Now, there are two problems that scuttle the neo-Puritan position here:

A. God did appear in several visible forms

Not only did he appear to the Israelites in the form of fire and of cloud, but most significantly he appeared in the form of a man to Moses, Aaron, Nahab, Abihu and 70 elders

Prior to this, he had already appeared to the patriarchs in human form (Genesis 15-18; 32), and would appear again to Joshua in the same way (Joshua 5:13-15). And these are hardly isolated cases; the Bible is replete with theophanies and visions (eg, Judges 6; 13; 1 Kings 22; Isaiah 6; Jeremiah 1; 1 Samuel 3; Ezekiel 1; Daniel 7 etc).

The obvious problem here for neo-Puritans is that this puts a heck of a damper on their argument that it is impossible to represent the infinite and invisible God with anything physical. If God himself is happy to represent himself physically in various ways, there can’t be anything intrinsically problematic about that.
And although this is getting more into the logical issues I’ll discuss in another post, it is inconsistent to say that a picture of a burning bush is okay, but a picture of Jesus in a children’s Bible is idolatry. Either they both are, or neither is; but suggesting that drawing a burning bush is akin to idolatry just seems absurd.

B. The historical context of this explanation has been made redundant
In any case, if we take Deuteronomy 4 as a touchstone for understanding the second commandment, it seems to blow any objection to images of Jesus out of the water. The whole covenantal, historical, revelational context of the second commandment is that God has not revealed himself in a created form—therefore, do not create an image of any created form to worship.

But this is simply no longer true! If this is the argument that justifies the second commandment, it is invalid under the new covenant, because God has now revealed himself in a created form: Jesus.

The point of idolatry is not avoiding images of God. It is turning away from God to worship symbolic objects (the Jews became idolatrous when the Temple became all important, just as there are Christians that don't accept Jesus has a human form but make the Bible or the Cross all-important). The fact that these objects are representative (crosses/symbols) is irrelevant. In fact it's all the worse.

Correct, you are only quoting scripture. But I am interpreting it. Jesus takes human flesh for the purposes of salvation. Jesus will never again become incarnate born into a body. But Jesus, being one with God, can always take temporary form, just as God did to the Jews (Moses, Joshua, etc).

But Christ himself has sworn, "Whenever two or three are gathered together, I am in the midst of them." And so on.

The Dirtiness of Jesus Dwelling Among Us

Moore points out that many Christians—in their understandable desire to acknowledge our Lord’s dignity—present “Jesus . . . walking like he’s floating in robes of pristine white followed by birds singing some holy little ditty.
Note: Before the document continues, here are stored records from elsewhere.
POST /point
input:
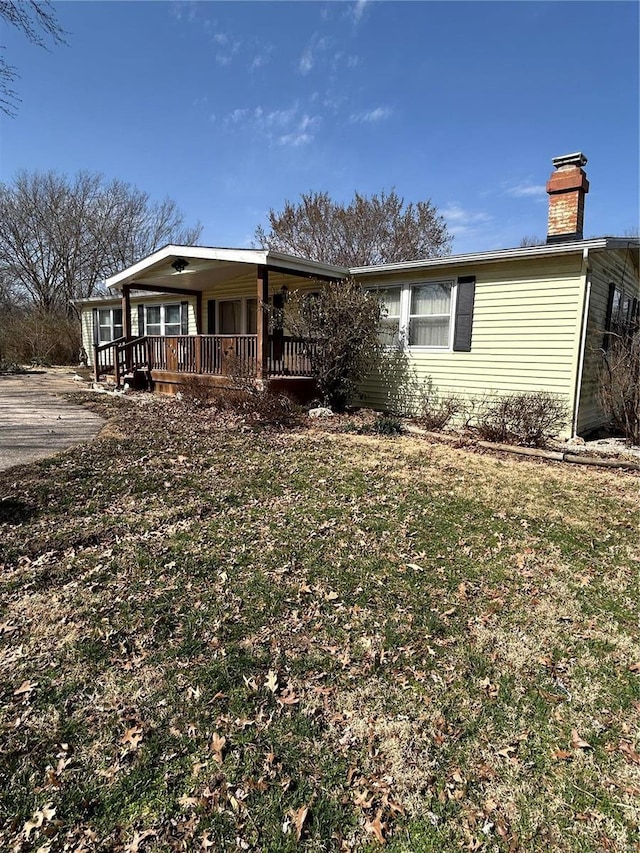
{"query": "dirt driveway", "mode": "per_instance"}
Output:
(35, 421)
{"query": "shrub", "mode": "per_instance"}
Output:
(436, 410)
(619, 385)
(383, 424)
(196, 391)
(387, 425)
(528, 419)
(340, 324)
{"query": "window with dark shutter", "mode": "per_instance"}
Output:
(464, 314)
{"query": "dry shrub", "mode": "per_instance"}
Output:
(619, 385)
(527, 419)
(436, 410)
(196, 391)
(258, 406)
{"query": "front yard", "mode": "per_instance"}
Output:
(226, 638)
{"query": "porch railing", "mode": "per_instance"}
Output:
(104, 357)
(215, 355)
(289, 356)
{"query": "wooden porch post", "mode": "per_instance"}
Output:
(126, 329)
(263, 323)
(199, 312)
(126, 312)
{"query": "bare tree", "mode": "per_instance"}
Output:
(37, 21)
(62, 236)
(340, 325)
(373, 229)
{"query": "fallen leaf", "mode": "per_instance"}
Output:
(25, 687)
(577, 742)
(298, 818)
(376, 827)
(628, 751)
(562, 755)
(216, 746)
(271, 682)
(132, 737)
(138, 837)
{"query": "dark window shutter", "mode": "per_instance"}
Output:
(464, 314)
(211, 316)
(608, 317)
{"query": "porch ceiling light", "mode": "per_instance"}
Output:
(179, 264)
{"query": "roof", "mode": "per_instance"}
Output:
(157, 267)
(521, 253)
(219, 264)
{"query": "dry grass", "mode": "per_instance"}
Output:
(213, 634)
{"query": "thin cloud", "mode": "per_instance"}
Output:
(377, 114)
(356, 11)
(306, 61)
(289, 127)
(527, 190)
(309, 56)
(461, 221)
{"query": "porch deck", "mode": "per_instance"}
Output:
(205, 355)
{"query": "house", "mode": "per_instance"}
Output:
(480, 324)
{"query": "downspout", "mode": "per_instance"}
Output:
(583, 339)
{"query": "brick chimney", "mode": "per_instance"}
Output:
(567, 188)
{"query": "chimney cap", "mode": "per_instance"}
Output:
(565, 160)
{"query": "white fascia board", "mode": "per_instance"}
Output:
(547, 250)
(291, 263)
(241, 256)
(259, 257)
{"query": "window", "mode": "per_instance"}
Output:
(163, 319)
(238, 316)
(251, 316)
(433, 314)
(430, 315)
(109, 324)
(623, 313)
(230, 317)
(390, 299)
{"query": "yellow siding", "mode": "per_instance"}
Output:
(619, 267)
(526, 330)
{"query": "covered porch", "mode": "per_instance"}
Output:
(211, 342)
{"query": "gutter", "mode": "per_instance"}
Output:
(583, 340)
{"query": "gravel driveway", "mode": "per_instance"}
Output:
(35, 422)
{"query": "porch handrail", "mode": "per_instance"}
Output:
(101, 362)
(130, 355)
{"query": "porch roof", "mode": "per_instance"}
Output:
(207, 266)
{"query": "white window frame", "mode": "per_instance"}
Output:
(405, 311)
(448, 347)
(163, 324)
(243, 313)
(111, 324)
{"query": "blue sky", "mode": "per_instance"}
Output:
(231, 108)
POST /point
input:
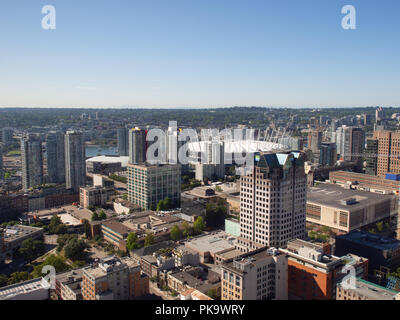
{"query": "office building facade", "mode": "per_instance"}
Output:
(273, 201)
(55, 157)
(32, 162)
(148, 184)
(75, 171)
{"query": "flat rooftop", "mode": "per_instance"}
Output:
(374, 291)
(110, 159)
(371, 240)
(15, 232)
(333, 196)
(23, 288)
(213, 242)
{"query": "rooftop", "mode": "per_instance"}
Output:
(374, 291)
(12, 233)
(371, 240)
(213, 242)
(23, 288)
(110, 159)
(335, 196)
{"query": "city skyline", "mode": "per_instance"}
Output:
(199, 55)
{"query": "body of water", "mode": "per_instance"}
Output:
(106, 151)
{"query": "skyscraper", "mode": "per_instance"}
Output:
(388, 151)
(273, 201)
(32, 162)
(75, 173)
(372, 156)
(55, 157)
(328, 154)
(123, 141)
(137, 146)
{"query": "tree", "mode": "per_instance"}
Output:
(149, 239)
(199, 225)
(164, 204)
(31, 249)
(131, 242)
(75, 249)
(57, 262)
(175, 233)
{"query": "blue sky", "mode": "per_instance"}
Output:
(199, 53)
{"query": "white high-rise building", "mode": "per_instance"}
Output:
(75, 170)
(32, 162)
(273, 201)
(137, 146)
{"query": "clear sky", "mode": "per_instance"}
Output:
(199, 53)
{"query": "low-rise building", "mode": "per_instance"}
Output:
(12, 237)
(114, 279)
(380, 251)
(209, 245)
(93, 196)
(258, 275)
(69, 285)
(312, 274)
(364, 290)
(344, 210)
(36, 289)
(365, 182)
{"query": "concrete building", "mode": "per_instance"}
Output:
(123, 142)
(346, 210)
(365, 290)
(7, 136)
(36, 289)
(372, 157)
(380, 251)
(259, 275)
(350, 143)
(314, 140)
(114, 279)
(365, 182)
(137, 146)
(208, 246)
(55, 151)
(69, 285)
(148, 184)
(93, 196)
(1, 163)
(106, 164)
(32, 162)
(388, 151)
(328, 154)
(313, 272)
(75, 171)
(272, 201)
(232, 227)
(12, 237)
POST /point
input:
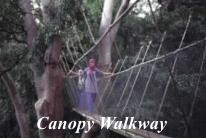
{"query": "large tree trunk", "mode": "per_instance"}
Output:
(20, 112)
(48, 77)
(50, 90)
(105, 46)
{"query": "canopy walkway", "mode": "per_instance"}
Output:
(135, 91)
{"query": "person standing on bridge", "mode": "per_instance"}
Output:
(88, 81)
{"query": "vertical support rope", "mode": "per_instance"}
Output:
(151, 72)
(107, 85)
(118, 104)
(130, 75)
(88, 26)
(196, 89)
(115, 80)
(172, 70)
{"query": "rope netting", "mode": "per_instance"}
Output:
(141, 85)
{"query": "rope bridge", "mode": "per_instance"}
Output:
(135, 90)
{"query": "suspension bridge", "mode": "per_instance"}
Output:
(129, 90)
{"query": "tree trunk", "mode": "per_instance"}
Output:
(48, 77)
(50, 90)
(20, 112)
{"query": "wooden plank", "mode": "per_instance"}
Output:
(130, 133)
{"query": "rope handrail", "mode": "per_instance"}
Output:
(161, 57)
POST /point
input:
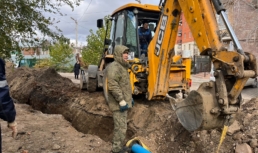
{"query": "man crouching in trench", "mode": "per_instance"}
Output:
(119, 95)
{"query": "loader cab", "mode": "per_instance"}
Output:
(126, 21)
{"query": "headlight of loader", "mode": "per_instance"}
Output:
(136, 68)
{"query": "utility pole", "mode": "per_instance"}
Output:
(76, 44)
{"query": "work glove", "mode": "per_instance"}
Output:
(13, 127)
(123, 106)
(132, 102)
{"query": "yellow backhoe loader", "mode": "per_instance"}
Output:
(161, 74)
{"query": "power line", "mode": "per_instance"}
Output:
(85, 10)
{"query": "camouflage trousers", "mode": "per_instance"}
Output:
(120, 127)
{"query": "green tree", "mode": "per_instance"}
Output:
(60, 55)
(95, 47)
(19, 20)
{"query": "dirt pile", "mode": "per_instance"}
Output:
(154, 122)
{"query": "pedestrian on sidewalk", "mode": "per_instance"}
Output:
(119, 95)
(76, 69)
(7, 108)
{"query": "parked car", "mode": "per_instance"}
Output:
(253, 82)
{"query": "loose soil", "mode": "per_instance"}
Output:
(55, 116)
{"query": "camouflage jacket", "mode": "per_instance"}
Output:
(119, 87)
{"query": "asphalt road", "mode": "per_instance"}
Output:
(247, 93)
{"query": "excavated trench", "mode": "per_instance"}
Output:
(47, 91)
(153, 122)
He’s polished, manicured, and clearly – God.” Moore explains that this image of Jesus Christ errs not only because it fails to show how fully human Jesus was but also because it imitates the Greco-Roman concept of mythological gods.

While claiming that I am committing idolatry, you are actually painting a picture of Jesus closer to gods of old. And the Muslims, who even as I speak kneel to a block of cement with a meteor inside.
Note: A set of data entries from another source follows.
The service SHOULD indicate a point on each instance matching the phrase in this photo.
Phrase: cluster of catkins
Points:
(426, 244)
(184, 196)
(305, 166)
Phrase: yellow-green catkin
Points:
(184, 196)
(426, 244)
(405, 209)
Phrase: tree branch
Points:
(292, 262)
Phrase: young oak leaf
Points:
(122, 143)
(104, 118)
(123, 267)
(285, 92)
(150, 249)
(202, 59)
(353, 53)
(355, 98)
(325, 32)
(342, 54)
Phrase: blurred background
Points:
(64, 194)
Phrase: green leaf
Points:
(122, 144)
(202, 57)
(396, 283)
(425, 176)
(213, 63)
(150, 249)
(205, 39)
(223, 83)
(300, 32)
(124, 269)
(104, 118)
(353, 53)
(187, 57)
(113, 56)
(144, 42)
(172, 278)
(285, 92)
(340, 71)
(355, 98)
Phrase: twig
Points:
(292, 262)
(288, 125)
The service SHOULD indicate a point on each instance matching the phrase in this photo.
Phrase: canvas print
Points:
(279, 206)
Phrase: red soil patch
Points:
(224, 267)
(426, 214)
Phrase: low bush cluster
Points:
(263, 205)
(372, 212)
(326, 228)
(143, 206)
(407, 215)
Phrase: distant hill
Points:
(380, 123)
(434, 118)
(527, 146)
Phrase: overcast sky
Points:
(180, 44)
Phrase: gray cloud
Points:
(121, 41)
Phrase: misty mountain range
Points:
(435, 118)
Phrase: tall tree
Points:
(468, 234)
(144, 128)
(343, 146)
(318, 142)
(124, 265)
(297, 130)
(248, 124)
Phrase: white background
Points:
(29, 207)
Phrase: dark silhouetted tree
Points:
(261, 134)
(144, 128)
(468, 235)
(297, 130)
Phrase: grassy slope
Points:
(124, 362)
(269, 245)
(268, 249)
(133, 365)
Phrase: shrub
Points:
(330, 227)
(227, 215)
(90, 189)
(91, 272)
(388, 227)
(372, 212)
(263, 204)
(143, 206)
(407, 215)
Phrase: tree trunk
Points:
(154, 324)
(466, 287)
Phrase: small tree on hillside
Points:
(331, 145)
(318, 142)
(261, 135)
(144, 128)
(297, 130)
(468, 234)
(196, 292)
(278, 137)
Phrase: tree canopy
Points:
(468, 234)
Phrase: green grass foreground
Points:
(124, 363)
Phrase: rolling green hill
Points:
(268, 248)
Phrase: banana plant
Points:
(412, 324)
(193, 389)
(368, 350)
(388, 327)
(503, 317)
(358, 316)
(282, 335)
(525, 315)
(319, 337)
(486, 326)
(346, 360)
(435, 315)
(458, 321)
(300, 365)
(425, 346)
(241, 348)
You are claiming that I'm under a "false teaching". But nobody taught me this. I learned this from living my own life. Rather than believing that perhaps I believe in the miracles of my own life, you have basically doing no different than that (Luke 11:14-20 and Mark 3:22-30). You are denying someone else's miracles and calling them evil because you do not agree with my theology.

Jesus is among us. Now. This very minute. Will you receive him? Or will you behave as one who rejects his nephew because he's a brat. Who will not welcome the Jesus who is unpleasant. Who is too human.